Case in point, a few weeks ago we threw a barbecue for some friends passing through town. The day was warm; and I dressed accordingly, but with nightfall, we were still sitting out on the patio. I got chilly. My children were playing in the yard next door with their friends, and I excused myself from the group of adults to go inside and change into jeans and a light sweater. I had no sooner shucked off my dress than my youngest child knocked on the bedroom door! “Mommy,” she said, starting to open the door. I hustled over and pushed the door closed. “What is it?” I asked, impatiently. Undaunted, she replied, “Can I have more food?” Are you kidding me!?

The food was outside. Her father was also outside, and never mind the fact that we had never denied our children food, except maybe sweets. What bizarre, unseen force had compelled my child to leave her friends in the yard next door, walk through our yard, across the patio past four adults, through the backdoor, down the hall, up the stairs, and down another hall to seek me out at that precise moment?

“Are you bleeding?” I asked. “Uh, no,” she answered, confused. “Is your sister bleeding? Did she fall down and knock herself out?” Again the answer was, “no.” “So, you came up here just to ask me for food?” “Yes?” Her answer came out like a question. “Grace, go ask your father!”

What is it that makes my children seek me out the moment I choose to do anything which requires undressing? Because it’s not just Grace who does this, our 12-year-old, Breanna, does it, too! Just a few days ago, Breanna had three friends spend the night. The next morning, I left them in the kitchen getting their breakfast and went upstairs to the furthest bathroom I could use away from them. I had just disrobed when someone knocked on the door. Thoroughly exasperated, I snapped, “What is it?” Breanna answered and said, “Mommy, can I have the last brownie?” What?!?!
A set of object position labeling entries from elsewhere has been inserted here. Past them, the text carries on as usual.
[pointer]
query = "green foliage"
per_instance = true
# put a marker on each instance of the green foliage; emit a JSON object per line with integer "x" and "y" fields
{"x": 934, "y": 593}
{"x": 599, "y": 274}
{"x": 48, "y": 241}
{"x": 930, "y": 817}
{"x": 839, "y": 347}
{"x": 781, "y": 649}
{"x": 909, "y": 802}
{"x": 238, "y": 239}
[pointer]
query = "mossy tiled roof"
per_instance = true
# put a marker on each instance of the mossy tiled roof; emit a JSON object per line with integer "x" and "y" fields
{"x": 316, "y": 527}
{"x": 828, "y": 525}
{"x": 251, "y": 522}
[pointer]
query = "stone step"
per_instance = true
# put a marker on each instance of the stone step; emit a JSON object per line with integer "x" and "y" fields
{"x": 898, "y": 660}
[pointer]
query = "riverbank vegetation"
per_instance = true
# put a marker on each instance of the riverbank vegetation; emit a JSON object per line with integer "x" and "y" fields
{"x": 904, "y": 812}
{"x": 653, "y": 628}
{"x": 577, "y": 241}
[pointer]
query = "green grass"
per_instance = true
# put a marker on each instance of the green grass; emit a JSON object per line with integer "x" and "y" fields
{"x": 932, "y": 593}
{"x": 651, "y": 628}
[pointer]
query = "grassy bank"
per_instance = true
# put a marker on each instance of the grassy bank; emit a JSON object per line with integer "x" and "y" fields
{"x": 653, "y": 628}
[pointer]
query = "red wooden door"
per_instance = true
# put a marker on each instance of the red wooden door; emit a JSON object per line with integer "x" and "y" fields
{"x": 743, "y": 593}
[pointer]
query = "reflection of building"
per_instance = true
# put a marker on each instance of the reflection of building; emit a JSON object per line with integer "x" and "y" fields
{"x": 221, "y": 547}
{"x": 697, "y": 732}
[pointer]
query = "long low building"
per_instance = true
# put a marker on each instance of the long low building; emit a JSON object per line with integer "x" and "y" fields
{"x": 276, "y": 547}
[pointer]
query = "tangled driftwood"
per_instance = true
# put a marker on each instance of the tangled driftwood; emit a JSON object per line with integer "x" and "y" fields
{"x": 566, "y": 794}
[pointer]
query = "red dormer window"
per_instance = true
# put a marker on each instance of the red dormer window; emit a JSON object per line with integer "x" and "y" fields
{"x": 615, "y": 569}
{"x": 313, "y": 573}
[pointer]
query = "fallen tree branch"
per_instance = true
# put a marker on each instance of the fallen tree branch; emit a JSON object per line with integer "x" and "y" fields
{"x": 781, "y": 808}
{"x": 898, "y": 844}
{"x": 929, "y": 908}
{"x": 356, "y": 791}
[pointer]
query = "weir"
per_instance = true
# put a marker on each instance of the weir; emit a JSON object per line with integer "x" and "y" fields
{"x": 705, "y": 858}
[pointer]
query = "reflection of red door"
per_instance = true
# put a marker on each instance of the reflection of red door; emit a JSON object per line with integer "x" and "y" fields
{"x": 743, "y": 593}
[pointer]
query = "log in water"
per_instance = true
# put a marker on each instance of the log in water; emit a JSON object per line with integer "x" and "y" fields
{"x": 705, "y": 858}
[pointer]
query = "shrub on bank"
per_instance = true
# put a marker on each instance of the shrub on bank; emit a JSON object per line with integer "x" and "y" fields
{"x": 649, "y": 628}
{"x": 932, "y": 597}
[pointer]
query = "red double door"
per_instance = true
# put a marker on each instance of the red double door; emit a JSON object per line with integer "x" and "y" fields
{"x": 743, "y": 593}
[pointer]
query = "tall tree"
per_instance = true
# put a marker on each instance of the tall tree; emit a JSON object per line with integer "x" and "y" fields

Now, this child should know that unless it is Armageddon and the end of the world as we know it, she’s not getting a brownie or any other kind of sweet for breakfast – not even a donut! She further knows that if my bedroom or bathroom door is closed, she better be hurt or the house on fire before she knocks on it. I made that clear after the barbecue incident. Maybe she thought the rules were different because her friends were here, and it was almost her birthday. I don’t know what went through the child’s head, but my answer was, “No! And if you knock on that door again, you won’t get another brownie as long you live!” Puberty must be eating holes in her brain because she actually said, “But, mom!” Suffice it to say, I ate the last brownie.